Ben, le Ponchon a accosté, deux semaines plus tard, à l’île du Cap-Br’ton, à Port Hasting. Ceux de par-là l’ont ouvert et ça n’a pas été long que tout le monde était au courant de notre misère …dans les premiers jours de mars, on a aperçu de la fumée au large….tout le monde a pris pour la Grave….et ça criait «un bateau, un bateau» c’était le gouvernement qui nous envoyait du secours….un bateau à vapeur, le Harlow était parti de Sydney en Nouvelle- Écosse, le 1er mars pour mettre le cap sur les Îles.
C’était en 1910…la glace avait pris de bonne heure dans le golfe…le bateau n’avait pas pu faire son dernier voyage avec les provisions pour l’hiver. ..on avait du poisson salé en quantité, des patates pis des légumes mais la farine, le sucre et le thé commençaient à se faire rare….ça fait qu’on forçait sur le hareng salé…on en mangeait quasiment trois fois par jour….on se demandait ben comment on allait passer l’hiver….au mois de janvier, le 6 janvier, ça été le pire du pire….par une grosse tempête, le câble pour le télégraphe, qui passait dans le golfe entre les Îles et le Cap Br’ton, s’est brisé…..., cette fois là, on a cru que la Sainte Vierge nous avait abandonné…là, on était vraiment isolé, perdu dans le golfe, avec aucun moyen pour r’joindre la grand’terre….
Des jeunesses comme moi…on a commencé à penser à prendre la mer…pour aller quelque part à l’est…en Nouvelle-Écosse…au Cap Br’ton…chercher du secours….mais les vieux disaient que c’était pas faisable, que les havres étaient gelés, que la glace était traître…qu’on allait périr….Tous les jours, on en parlait, on allait à la dune sur les butreaux pour voir la mer, puis au revenait sur la Grave, au magasin à Jos Thellab… c’est là qu’un après-midi quelqu’un a eu une idée…si, au lieu de prendre la mer, nous autres mêmes, on gréait un baril de mélasse comme une embarcation… avec une voile pis un gouvernail en fer…pis qu’on lançait ça à la mer, une journée de vent du nordet…on a pensé que ça pourrait accoster quelque part en Nouvelle-Écosse…et que quelqu’un de par-là pourrait le trouver.
Les femmes se sont mises à l’ouvrage…elles ont fait une voile puis brodé dessus en grosses lettres Winter Magdalen Mail….après, celles qui étaient capables ont écrit des lettres, 27 sept lettres, pour la parenté, les députés, le ministre de la marine… les lettres ont été placées dans des boîtes de fer blanc cachetées à l’épreuve de l’eau….puis les boîtes dans le ponchon…. on était prêt à appareiller.
On s’est mis à surveiller le vent pis la glace dans le golfe…le 2 février, les vieux pêcheurs ont décidé que c’était bon…tout le monde s’est rendu à la dune sur le Bout du Banc…c’est là qu’on a lancé le Ponchon sur le Bout du Banc….en espérant que la Vierge Marie serait de notre bord.
Ben, le Ponchon a accosté, deux semaines plus tard, à l’île du Cap-Br’ton, à Port Hasting.
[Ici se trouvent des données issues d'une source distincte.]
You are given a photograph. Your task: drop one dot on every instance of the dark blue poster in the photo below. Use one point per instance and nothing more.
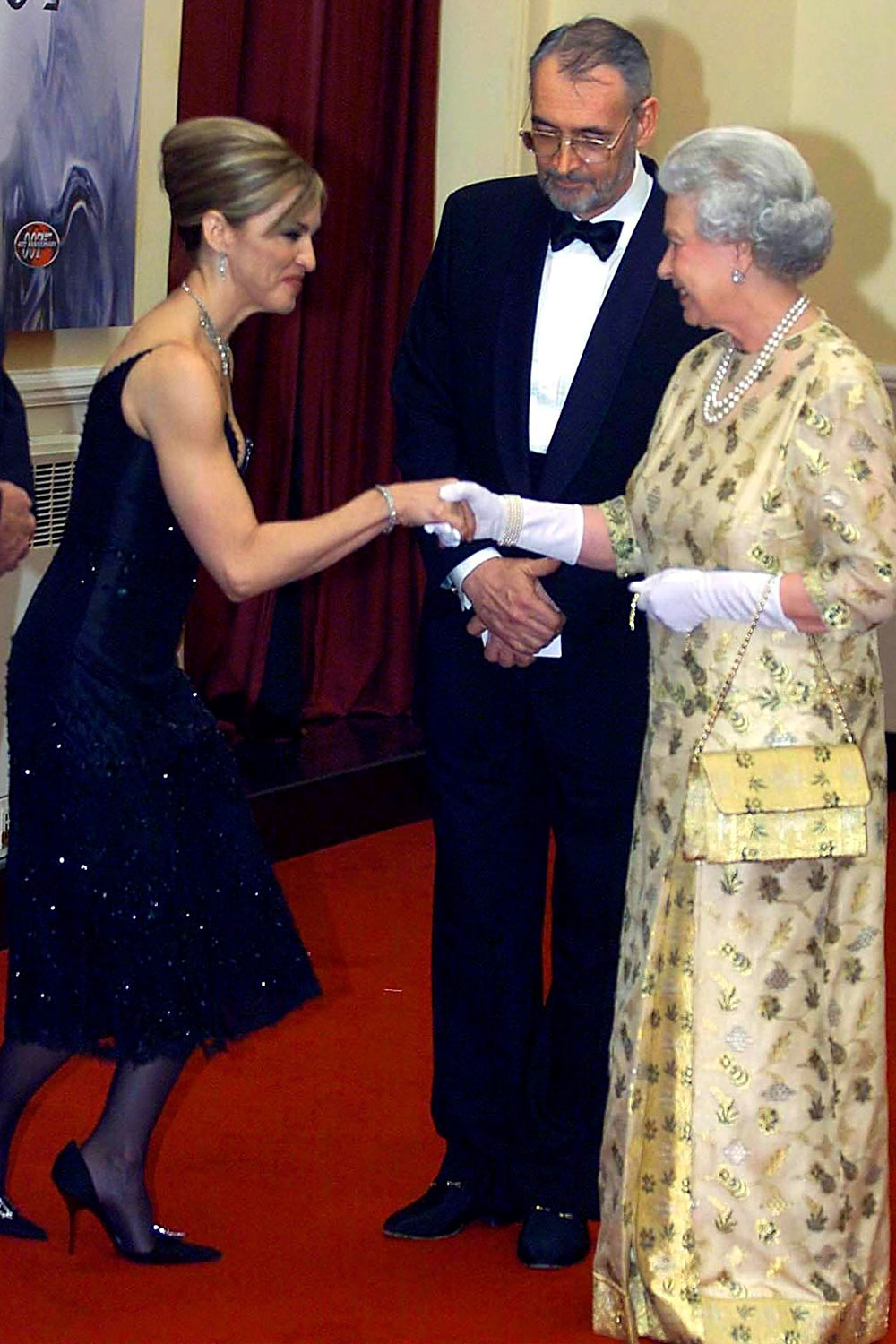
(69, 134)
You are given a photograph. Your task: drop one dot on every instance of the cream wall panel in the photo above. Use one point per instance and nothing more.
(844, 116)
(482, 54)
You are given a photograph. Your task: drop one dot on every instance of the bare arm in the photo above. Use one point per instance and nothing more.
(797, 605)
(597, 550)
(172, 398)
(16, 524)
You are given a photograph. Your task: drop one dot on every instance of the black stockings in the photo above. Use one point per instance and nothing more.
(23, 1069)
(116, 1152)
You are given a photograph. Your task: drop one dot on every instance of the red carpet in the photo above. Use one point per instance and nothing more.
(288, 1152)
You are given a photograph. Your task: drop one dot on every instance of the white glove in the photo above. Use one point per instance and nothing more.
(685, 599)
(446, 532)
(538, 526)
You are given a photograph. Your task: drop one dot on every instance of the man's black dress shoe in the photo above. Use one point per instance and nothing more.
(552, 1241)
(446, 1209)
Ceux de par-là l’ont ouvert et ça n’a pas été long que tout le monde était au courant de notre misère …dans les premiers jours de mars, on a aperçu de la fumée au large….tout le monde a pris pour la Grave….et ça criait «un bateau, un bateau» c’était le gouvernement qui nous envoyait du secours….un bateau à vapeur, le Harlow était parti de Sydney en Nouvelle- Écosse, le 1er mars pour mettre le cap sur les Îles.
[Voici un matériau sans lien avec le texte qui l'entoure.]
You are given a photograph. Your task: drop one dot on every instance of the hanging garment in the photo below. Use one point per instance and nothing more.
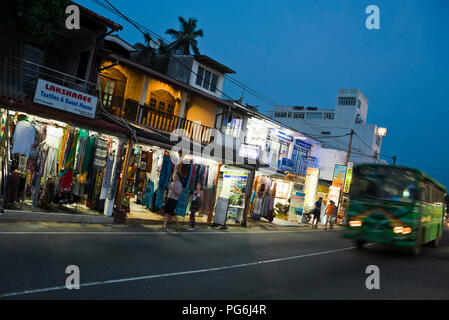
(50, 163)
(148, 195)
(87, 160)
(116, 175)
(164, 178)
(23, 138)
(212, 175)
(53, 136)
(107, 176)
(207, 201)
(257, 208)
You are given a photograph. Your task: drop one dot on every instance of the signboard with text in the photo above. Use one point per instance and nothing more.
(348, 177)
(66, 99)
(339, 176)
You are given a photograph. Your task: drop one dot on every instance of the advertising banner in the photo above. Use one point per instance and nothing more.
(334, 194)
(63, 98)
(339, 176)
(310, 187)
(296, 206)
(348, 177)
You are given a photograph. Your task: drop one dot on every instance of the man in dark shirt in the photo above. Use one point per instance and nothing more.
(317, 213)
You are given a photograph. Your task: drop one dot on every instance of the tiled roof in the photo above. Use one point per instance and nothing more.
(111, 24)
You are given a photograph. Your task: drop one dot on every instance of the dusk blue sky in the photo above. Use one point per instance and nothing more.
(302, 52)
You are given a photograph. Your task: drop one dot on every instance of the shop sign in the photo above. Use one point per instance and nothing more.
(248, 151)
(303, 144)
(284, 136)
(66, 99)
(348, 177)
(296, 206)
(334, 194)
(339, 176)
(310, 187)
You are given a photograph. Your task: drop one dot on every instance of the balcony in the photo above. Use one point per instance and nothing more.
(19, 78)
(151, 117)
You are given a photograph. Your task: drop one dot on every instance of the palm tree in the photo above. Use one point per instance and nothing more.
(146, 53)
(185, 38)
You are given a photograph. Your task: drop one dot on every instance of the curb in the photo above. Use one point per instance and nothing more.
(12, 215)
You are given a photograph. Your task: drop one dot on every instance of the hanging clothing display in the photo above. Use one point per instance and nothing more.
(52, 162)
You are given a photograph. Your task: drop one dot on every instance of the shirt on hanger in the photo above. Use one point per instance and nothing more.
(23, 138)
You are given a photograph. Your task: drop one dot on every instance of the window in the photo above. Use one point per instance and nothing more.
(346, 101)
(213, 83)
(314, 115)
(206, 79)
(206, 82)
(378, 140)
(280, 114)
(153, 103)
(299, 115)
(233, 126)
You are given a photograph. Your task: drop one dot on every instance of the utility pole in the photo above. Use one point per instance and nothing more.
(348, 153)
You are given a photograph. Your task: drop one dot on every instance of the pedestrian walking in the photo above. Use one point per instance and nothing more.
(317, 213)
(175, 190)
(330, 212)
(195, 205)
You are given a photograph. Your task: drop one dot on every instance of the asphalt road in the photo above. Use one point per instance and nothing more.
(125, 262)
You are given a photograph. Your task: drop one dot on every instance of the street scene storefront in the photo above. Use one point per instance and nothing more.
(51, 165)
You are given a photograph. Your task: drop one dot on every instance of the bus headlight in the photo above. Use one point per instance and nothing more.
(403, 230)
(355, 223)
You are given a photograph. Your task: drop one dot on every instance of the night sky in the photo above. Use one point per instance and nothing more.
(302, 52)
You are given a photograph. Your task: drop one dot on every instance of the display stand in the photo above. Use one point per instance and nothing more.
(221, 212)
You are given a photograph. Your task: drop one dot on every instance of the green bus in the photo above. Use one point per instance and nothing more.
(395, 205)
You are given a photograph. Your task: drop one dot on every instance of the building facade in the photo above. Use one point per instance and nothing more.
(333, 126)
C’est ainsi que mon grand-père avait vécu l’hiver du Ponchon. Toute sa vie, il s’en est rappelé…pour lui, c’était l’hiver de la misère et de l’inquiétude.
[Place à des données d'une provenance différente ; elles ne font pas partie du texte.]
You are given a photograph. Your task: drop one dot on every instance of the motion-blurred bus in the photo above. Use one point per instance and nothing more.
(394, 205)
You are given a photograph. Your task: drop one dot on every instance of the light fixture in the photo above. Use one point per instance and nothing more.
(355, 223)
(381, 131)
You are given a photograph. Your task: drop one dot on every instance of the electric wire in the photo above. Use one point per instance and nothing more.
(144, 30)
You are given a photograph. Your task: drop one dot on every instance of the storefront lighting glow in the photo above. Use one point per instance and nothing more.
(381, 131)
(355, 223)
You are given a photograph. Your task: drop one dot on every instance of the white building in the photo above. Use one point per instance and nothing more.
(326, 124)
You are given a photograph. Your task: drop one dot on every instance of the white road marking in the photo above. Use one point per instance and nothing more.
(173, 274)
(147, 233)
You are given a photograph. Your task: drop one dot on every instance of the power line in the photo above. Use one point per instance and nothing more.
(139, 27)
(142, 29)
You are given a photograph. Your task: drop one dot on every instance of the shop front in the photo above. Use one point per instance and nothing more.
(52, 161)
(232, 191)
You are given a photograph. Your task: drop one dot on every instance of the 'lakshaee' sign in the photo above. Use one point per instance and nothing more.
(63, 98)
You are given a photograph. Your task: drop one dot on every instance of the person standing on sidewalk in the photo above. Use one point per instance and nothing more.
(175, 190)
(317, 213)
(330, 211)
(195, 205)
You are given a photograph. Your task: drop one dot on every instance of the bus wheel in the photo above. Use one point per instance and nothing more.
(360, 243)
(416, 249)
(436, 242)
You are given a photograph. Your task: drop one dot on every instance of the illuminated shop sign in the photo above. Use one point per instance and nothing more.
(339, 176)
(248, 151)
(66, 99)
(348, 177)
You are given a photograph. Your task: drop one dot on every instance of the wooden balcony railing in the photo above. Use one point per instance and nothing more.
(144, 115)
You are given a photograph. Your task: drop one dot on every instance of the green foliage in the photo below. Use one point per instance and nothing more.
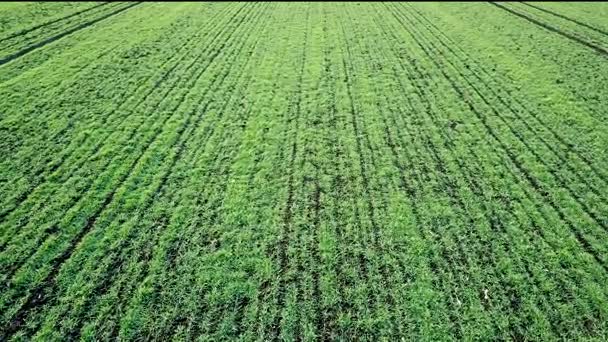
(265, 171)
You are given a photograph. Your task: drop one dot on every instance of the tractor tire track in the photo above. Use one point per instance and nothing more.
(38, 297)
(36, 46)
(602, 51)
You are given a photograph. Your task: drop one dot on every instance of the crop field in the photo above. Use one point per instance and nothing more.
(303, 171)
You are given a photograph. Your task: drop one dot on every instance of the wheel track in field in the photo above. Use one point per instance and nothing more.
(223, 167)
(602, 51)
(25, 31)
(367, 188)
(452, 46)
(46, 171)
(17, 265)
(566, 220)
(536, 134)
(521, 139)
(329, 321)
(532, 150)
(384, 270)
(566, 18)
(200, 202)
(287, 216)
(105, 284)
(61, 132)
(156, 107)
(531, 180)
(135, 130)
(36, 46)
(520, 167)
(474, 188)
(11, 45)
(177, 155)
(38, 297)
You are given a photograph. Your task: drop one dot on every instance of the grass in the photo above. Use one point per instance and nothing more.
(267, 171)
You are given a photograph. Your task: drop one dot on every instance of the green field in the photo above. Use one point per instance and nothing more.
(303, 171)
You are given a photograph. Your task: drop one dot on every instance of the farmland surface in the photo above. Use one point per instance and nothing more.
(313, 171)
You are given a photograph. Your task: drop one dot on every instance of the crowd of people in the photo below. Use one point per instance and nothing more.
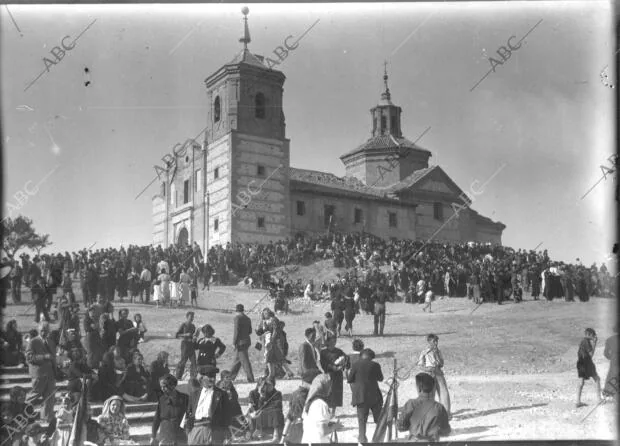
(171, 276)
(98, 352)
(211, 412)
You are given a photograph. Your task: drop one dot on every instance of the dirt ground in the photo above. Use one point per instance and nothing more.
(511, 369)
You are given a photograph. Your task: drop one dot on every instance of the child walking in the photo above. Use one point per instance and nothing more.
(64, 423)
(139, 324)
(431, 360)
(585, 366)
(428, 298)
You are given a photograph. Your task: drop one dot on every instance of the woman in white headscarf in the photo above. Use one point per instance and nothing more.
(113, 421)
(316, 414)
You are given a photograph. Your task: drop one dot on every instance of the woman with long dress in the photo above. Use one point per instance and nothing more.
(164, 280)
(113, 422)
(613, 374)
(585, 366)
(12, 345)
(332, 361)
(157, 293)
(316, 414)
(185, 282)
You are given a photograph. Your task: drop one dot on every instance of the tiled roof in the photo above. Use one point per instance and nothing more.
(385, 142)
(348, 184)
(487, 220)
(406, 183)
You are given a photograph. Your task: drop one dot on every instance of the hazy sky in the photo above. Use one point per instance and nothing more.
(544, 114)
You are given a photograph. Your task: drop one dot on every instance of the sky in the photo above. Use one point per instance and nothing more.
(90, 129)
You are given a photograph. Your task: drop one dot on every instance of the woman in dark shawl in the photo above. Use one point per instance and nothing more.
(333, 361)
(12, 345)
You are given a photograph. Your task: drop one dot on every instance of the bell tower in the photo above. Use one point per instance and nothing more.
(387, 157)
(246, 143)
(386, 116)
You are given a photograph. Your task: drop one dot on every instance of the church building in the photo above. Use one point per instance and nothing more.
(238, 185)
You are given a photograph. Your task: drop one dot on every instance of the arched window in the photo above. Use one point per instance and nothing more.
(216, 109)
(259, 103)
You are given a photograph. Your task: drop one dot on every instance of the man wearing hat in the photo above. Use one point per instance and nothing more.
(423, 417)
(171, 408)
(364, 377)
(208, 413)
(186, 332)
(41, 358)
(241, 342)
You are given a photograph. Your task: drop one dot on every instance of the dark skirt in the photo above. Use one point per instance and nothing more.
(349, 315)
(336, 394)
(586, 368)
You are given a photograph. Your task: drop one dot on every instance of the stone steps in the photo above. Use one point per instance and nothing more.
(139, 415)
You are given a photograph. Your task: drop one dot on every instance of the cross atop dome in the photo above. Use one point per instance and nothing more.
(246, 36)
(385, 95)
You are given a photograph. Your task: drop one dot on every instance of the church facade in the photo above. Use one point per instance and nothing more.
(238, 186)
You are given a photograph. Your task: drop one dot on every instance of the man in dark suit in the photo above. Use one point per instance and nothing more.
(186, 333)
(424, 418)
(307, 353)
(241, 344)
(41, 358)
(171, 408)
(364, 377)
(208, 413)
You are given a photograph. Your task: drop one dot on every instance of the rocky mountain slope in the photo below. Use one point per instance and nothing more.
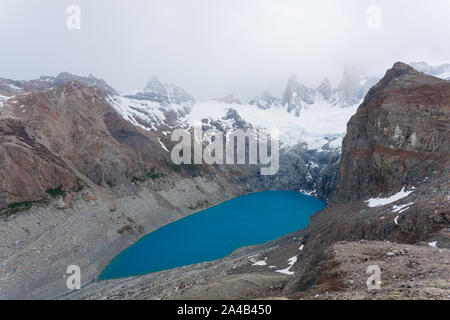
(391, 209)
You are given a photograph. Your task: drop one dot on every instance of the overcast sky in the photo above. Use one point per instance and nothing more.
(216, 47)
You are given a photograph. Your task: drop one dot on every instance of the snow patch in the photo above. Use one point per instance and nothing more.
(261, 263)
(287, 271)
(320, 124)
(396, 220)
(402, 207)
(162, 145)
(379, 202)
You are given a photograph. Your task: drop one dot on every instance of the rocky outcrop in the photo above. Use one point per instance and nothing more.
(398, 136)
Dans les archives, on peut retrouver, quelques phrases écrites alors par une madelinienne: « Je confie ces lignes au hasard des flots….j’ai le cœur gonflé d’émotions….des larmes s’échappent malgré moi en traçant ces lignes qui doivent franchir les limites périlleuses qui nous séparent du reste des humains. L’appareil est prêt : un tonneau à voile, muni d’un gouvernail en fer pour qu’il accoste quelque part. Béni soit celui qui le premier volera au secours de notre frêle esquif !»
Mes ancêtres étaient aguerris à la mer; ils étaient ingénieux; ils avaient les connaissances de l'expérience et la sagesse de ceux qui savent prendre le temps d'observer la nature et de réfléchir; ils avaient foi en la Providence.